Meet Sarah Comeau ’11, Co-Founder of School Justice Project: Using Special Education Law to Ensure Access to Education for Incarcerated Students with Disabilities
Sarah Comeau ’11 is Director of Programs and Co-Founder of School Justice Project (SJP), a non-profit organization that uses special education law to ensure access to quality education for older students with special education needs who are involved in DC's justice systems, both during incarceration and throughout reentry. Federal special education law guarantees students with disabilities access to education through age 21. However, court-involved students are routinely denied both education services and legal assistance to enforce their rights. SJP, in fact, is the only organization of its kind nationwide that strives to achieve its mission through three key programs: Direct Representation; Community Outreach & Legal Trainings; and Systemic Advocacy & Policy. Through embedding in its clients’ underlying criminal defense case, SJP has achieved improved court outcomes, including decreased incarceration, increased use of community-based alternatives to incarceration, and shorter jail or prison sentences. Through access to counsel, students are able to access both the justice and education they are routinely denied.
Sarah Comeau recently sat down with Washington College of Law’s Office of Public Interest to share her school experience and to offer advice for students pursuing a career in public interest law.
What activities and experiential learning opportunities were you involved in as a WCL student that helped you prepare for this work?
I had what I consider to be diverse experiences at WCL. From the more “traditional” law school activity of a Journal to experiencing WCL’s unique abroad offerings. Ultimately, the activities and experiential learning opportunities that I participated in during my time at WCL prepared me to not only obtain my dream job out of law school but also gave me the skills I needed to launch my own organization and create a new model of legal services.
My 1L year was probably pretty typical for a full-time student. I studied. I went to law school with the intentions of practicing international law, with a focus in post-conflict Africa. I was drawn to WCL because of their JD/MA dual degree program (I since dropped the MA). Keeping in line with what was then a desire to go international, I spent my 1L summer in WCL’s Summer Law Program in the Hague, studying international humanitarian law and learning about the international criminal courts. My 2L year was dedicated to international law as well. I was a Research Associate at Public International Law & Policy Group (PILPG). It was halfway through this year that I discovered I wanted to become a public defender. I shifted my focus, and secured a 2L summer position at my criminal procedure professor’s post-conviction criminal defense firm in Maryland. I wrote onto the Journal of Gender, Social Policy, & the Law. I also got my comment published.

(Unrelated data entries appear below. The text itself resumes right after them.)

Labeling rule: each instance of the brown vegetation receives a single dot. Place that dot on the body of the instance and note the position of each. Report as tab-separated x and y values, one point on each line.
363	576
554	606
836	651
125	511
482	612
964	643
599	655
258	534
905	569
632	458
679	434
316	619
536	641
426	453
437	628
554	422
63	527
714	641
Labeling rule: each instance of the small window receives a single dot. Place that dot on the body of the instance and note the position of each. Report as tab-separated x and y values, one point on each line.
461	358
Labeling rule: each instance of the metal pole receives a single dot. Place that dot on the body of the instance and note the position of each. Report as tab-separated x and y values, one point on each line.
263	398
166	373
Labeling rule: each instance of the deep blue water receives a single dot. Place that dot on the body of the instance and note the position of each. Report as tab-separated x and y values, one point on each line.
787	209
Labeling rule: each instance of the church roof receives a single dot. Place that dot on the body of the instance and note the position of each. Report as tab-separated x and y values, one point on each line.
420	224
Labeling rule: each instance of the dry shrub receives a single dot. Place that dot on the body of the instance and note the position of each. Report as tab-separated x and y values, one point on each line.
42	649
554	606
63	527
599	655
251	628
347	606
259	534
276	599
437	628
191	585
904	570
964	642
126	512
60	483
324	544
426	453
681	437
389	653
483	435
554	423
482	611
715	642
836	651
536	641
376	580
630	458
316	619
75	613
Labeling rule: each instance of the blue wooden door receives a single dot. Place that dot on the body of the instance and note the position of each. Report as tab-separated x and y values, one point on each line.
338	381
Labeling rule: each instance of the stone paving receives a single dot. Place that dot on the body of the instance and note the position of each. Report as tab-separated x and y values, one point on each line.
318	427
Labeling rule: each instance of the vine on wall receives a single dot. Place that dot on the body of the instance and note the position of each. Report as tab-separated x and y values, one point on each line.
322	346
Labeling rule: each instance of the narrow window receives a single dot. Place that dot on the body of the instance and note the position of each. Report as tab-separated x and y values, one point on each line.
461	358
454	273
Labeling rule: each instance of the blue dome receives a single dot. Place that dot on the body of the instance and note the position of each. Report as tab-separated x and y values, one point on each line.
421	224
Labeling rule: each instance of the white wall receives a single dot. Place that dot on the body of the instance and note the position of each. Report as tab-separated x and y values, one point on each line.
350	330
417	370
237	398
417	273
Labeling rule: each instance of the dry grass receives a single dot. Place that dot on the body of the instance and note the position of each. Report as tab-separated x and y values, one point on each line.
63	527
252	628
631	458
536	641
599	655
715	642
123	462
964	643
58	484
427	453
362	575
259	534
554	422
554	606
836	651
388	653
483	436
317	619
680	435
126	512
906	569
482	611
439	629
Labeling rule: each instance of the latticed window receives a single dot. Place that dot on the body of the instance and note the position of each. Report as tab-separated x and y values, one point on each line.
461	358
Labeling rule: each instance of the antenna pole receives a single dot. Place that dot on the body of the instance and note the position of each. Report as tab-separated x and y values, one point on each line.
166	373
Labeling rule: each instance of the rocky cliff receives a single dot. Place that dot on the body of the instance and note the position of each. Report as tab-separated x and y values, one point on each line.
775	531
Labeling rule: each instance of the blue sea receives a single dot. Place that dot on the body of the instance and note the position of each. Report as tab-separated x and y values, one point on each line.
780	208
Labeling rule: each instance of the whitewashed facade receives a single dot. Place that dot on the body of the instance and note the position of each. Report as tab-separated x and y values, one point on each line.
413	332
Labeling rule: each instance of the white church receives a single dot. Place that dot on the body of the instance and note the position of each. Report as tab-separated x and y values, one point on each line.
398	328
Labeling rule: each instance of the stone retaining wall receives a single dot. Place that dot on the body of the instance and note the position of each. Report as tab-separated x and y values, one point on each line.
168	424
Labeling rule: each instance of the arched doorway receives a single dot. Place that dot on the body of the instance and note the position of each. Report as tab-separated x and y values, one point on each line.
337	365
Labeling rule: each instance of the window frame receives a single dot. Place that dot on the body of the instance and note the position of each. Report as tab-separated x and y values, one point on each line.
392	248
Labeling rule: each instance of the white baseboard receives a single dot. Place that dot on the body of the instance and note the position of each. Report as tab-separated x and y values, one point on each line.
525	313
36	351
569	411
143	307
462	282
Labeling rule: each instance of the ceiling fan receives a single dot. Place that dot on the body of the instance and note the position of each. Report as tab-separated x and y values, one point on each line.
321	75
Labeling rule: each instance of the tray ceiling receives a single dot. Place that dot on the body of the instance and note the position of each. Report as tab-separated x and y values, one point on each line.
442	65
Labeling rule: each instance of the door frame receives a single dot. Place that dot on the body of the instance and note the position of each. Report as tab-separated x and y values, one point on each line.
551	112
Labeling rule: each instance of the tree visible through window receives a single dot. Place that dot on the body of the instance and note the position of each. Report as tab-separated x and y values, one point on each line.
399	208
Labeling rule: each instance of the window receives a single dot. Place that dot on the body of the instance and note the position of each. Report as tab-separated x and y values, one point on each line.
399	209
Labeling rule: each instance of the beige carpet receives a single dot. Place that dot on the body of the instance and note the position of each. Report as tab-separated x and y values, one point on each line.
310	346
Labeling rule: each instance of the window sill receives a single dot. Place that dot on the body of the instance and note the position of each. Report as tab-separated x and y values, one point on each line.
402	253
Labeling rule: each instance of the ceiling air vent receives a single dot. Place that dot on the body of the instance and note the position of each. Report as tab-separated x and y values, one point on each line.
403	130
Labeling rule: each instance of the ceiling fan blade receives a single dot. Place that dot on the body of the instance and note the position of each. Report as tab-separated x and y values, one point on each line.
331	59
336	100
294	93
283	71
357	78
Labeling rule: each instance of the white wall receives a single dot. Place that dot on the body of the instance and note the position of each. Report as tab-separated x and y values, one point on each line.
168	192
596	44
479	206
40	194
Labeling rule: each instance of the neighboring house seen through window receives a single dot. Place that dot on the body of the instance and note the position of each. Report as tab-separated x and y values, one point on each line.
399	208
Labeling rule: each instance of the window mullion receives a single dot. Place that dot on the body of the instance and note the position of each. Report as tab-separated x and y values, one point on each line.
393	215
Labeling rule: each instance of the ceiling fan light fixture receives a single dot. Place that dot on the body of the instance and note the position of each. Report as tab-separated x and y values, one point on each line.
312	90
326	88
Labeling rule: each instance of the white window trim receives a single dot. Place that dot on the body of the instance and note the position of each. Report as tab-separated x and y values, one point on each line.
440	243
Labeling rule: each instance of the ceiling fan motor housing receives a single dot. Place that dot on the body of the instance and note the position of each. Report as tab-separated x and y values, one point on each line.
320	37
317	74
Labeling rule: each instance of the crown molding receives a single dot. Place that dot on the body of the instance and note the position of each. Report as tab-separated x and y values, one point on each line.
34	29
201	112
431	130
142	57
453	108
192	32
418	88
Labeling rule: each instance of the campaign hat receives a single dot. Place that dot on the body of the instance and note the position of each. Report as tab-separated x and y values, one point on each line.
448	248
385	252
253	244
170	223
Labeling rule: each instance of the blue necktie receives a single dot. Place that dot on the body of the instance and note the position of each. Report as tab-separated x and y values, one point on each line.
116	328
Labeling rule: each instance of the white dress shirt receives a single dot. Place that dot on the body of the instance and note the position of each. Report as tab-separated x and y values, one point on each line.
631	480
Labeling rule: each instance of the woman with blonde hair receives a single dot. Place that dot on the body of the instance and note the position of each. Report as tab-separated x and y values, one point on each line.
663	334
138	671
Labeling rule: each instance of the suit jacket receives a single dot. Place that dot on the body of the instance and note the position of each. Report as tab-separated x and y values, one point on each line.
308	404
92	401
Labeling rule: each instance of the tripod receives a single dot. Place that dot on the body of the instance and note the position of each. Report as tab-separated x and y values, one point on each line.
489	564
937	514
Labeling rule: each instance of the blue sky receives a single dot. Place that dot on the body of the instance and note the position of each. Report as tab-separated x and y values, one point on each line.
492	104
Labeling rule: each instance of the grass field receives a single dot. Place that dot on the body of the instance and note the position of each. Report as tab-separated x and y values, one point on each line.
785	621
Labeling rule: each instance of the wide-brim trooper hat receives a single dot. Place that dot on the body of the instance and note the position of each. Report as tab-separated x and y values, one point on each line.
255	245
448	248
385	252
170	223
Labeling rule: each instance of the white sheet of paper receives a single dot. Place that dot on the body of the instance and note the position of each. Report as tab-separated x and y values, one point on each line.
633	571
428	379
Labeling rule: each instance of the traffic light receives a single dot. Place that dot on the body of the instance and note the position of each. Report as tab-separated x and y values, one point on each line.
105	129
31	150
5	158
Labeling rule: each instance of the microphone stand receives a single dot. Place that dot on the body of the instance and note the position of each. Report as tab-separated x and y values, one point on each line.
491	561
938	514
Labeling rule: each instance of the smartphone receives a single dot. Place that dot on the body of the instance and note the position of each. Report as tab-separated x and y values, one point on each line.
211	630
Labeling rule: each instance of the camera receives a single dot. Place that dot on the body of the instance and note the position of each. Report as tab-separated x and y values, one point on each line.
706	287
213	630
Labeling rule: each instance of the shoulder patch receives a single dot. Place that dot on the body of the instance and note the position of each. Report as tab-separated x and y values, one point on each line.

During my 3L year, I remained working for my professor for the first semester, participated in the Criminal Justice Clinic, and was a Note & Comment Editor. In my second semester of 3L, I was a research assistant for my clinic professor and I interned with now Chief Judge on the Maryland Court of Appeals, Mary Ellen Barbera. After law school, I was a post-graduate fellow in the Juvenile Services Program at the Public Defender Service for the District of Columbia. Each of these experiences contributed to my development as an attorney and provided me with the skill set needed to identify a critical gap in legal services in DC and co-found and launch a legal services model to fill that hole.
What advice would you give public interest law students?
Be open to different experiences. While it is important to build a resume and get the experiences you need to enter your field of choice, if I did not have diversity of experiences and exposure to different activities, it may have taken me longer to become happy in my career. From a practical and employer standpoint, writing and research skills are very important. Do not be afraid to reach out to practitioners doing work that you think you may be interested in. Many of us would welcome a coffee with a law student to talk about our work. Take advantage of being in school, get to know your professors, participate in as much as you think you can handle without overwhelming yourself.